И здесь, во всяком случае у одного из авторов, прослеживается плохо скрытое разочарование. Авченко дебютировал в отечественной словесности десять лет назад с «Правым рулем», ставшим своеобразным манифестом и высоко отмеченным как критиками, так и членами жюри ряда литературных конкурсов. Правый руль — именно так, без кавычек — выступал символом если не свободы вообще, то хотя бы свободы потребительского выбора. Но тогда герой «Штормового предупреждения» был еще школьником. Теперь же, спустя десять лет, представитель праворульного рынка выглядит рядовым контрабандно-торгашеской армии и не то что на «короля Приморья», но и на принца тянет слабо. И дело не в смене поколений, оно, в принципе, все то же. Дело скорее в смене эпохи, ее дыхания, провинциальной общественной апатии. Король из гостинки (так во Владивостоке называют типовые дома с крохотными квартирками для малосемейных) оказывается голым.

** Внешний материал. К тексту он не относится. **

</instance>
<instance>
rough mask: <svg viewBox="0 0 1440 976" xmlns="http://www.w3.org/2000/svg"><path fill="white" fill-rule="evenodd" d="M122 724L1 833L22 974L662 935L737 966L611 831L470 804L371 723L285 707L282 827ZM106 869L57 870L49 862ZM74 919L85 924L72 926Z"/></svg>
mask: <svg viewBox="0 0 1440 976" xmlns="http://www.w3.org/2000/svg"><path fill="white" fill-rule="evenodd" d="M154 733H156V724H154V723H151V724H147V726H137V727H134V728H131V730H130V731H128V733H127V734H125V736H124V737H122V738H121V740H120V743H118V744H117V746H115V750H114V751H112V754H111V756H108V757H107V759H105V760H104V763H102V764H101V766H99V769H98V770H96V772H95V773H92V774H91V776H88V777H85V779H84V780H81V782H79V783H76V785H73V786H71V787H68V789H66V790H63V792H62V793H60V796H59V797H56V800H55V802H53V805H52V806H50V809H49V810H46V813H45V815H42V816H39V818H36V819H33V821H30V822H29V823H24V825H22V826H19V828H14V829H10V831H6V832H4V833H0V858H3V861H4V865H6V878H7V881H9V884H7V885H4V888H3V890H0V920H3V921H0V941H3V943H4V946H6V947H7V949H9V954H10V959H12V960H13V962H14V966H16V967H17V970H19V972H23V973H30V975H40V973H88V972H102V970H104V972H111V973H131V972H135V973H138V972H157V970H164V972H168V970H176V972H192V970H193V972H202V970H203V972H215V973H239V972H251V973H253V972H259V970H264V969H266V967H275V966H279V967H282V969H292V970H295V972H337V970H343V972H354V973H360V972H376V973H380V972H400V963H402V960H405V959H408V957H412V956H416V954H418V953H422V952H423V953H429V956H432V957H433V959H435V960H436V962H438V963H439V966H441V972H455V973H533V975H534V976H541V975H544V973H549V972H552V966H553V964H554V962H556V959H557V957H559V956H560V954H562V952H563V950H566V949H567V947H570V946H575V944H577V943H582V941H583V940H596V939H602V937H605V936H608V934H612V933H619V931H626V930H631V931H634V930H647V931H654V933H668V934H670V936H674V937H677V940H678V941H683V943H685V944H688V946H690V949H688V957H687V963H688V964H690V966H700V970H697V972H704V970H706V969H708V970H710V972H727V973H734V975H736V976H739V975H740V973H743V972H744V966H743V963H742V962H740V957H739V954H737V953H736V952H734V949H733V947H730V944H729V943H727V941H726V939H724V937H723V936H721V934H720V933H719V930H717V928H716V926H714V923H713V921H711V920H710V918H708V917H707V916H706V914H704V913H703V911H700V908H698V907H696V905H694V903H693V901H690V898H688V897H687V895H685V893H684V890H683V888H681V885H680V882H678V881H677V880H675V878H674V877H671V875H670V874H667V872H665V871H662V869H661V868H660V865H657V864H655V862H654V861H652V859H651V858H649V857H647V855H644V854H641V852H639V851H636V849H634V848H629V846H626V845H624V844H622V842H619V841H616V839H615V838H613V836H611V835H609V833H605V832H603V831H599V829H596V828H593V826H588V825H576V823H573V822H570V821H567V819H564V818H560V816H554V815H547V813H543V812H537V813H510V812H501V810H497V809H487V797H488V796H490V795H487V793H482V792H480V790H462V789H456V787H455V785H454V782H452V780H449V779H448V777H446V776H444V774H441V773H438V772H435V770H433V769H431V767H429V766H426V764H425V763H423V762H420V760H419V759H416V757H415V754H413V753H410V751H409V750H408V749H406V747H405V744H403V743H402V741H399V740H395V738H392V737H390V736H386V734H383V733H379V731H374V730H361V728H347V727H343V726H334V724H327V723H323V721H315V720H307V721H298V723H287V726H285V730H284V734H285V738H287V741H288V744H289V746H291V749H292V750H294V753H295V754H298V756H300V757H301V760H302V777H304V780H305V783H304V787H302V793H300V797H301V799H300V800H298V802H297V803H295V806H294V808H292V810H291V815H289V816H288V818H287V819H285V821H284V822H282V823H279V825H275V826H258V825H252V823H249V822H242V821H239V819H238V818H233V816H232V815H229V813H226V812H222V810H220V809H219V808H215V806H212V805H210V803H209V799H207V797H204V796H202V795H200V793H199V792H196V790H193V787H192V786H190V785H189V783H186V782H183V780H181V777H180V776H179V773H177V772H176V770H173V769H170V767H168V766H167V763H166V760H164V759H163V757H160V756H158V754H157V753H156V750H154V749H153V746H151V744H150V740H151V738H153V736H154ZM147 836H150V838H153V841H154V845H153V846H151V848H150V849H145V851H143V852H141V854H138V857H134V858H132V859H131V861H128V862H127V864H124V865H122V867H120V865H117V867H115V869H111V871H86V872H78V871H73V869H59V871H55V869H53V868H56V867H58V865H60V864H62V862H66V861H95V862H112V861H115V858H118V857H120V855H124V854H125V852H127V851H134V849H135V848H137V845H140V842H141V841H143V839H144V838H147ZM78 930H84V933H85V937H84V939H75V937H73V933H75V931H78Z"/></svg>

Несмотря на открытый финал, хочется, конечно, верить, что он рано или поздно наскребет по копейке на дорогие авиабилеты и полетит в Питер к своей любимой Варе. Хотя, похоже, что и сами авторы в это плохо верят. Или плохо верят в то, что у этой истории есть продолжение, потому что на руинах трудно строить. Особенно на руинах своих отношений с родителями, в своих собственных семьях.
Расползается страна, расползаются поколения, расползаются семьи. Это реальный шторм, пострашнее погодного, и «Штормовое предупреждение» именно об этом.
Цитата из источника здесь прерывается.